To him everything is one big game. "It IS funny," he shouts as he runs away with the pile of clothes I neatly folded just moments before.
"No," I say. "It is not funny. Bring those back here now." He runs off giggling. I breathe, long and slowly. And perhaps he’s right. When did life get so serious, I wonder?
He is two and just as capable of an epic tantrum as the next toddler. But while I get frustrated at the supermarket he sits in the shopping cart waving his arms, shaking his butt, and singing to himself. He's a happy kid. Here's hoping he'll always be that way.
My little boy, it turns out, has a lot to teach me about being here, in this present moment. He wants me to be happy too. But, in the precise moments when my son wields his question, happy is not the word that comes to mind.
The defining theme of my 2016 has been trying to find more happiness. I have so much in my life to be grateful for, so why did I still feel like something was missing?
I started my quest with a gratitude journal – writing three things every day for which I am grateful. But it didn't do much for me. Yes, I am very, very appreciative of coffee. And my supportive husband. And my adorable child. But housework and toddler tantrums didn't get any less frustrating.
Next, I tried meditating using an app called Headspace. I like it a lot. Andy, the calm, reassuring Brit who narrates the sessions likes to talk about the blue sky. It is always there behind the clouds, our job is not to try and change anything, so much as to recognize what is already true.
Meditation promotes a quiet, nonjudgmental acceptance of whatever thoughts and emotions we have. An endless striving to be happier and a constant quest for self-improvement may actually be counterproductive.

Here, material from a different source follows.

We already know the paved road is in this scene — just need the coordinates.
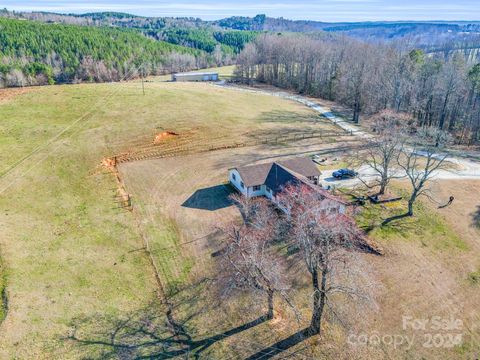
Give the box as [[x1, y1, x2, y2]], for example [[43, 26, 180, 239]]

I do enjoy the 10 minutes a day spent listening to the app. I'm becoming more mindful. But my inner toddler still wants to jump up and down screaming, "NO! NO! NO!" from time to time. I may not be destined for any sort of enlightenment just yet.
The third thing I tried was keeping morning pages. Three pages in a notebook every day. I wasn’t trying to achieve greater calm or happiness through this one. I wanted to make space for more creativity.
But it turns out this has been the most powerful tool of all. There are no rules, beyond writing three pages of longhand every day. Some days I sit and write nothing but my complaints, all the things I wish could be different about the world and my life. I stopped resisting or trying to change my negative feelings and let them out on the page where no one else would see.
My frustrations are losing their power over me. By splashing them out across the pages, I'm taking back control. I get them out of the way before I start my day. Of course, some of the negative thoughts come back day after day. I complain about the same things over and over again. But as we head into fall and the final months of the year, I see progress.
Motherhood is the biggest challenge a woman can face. There are mountains of pressure to be a particular type of mom and oceans of guilt when we all inevitably fail to live up. Being happy can be one more expectation we don't know how to achieve.
It turns out trying to be happy is not effective. In my journal I let the storm rain down, and the winds howl to their heart's content. And the blue sky opens itself into my day.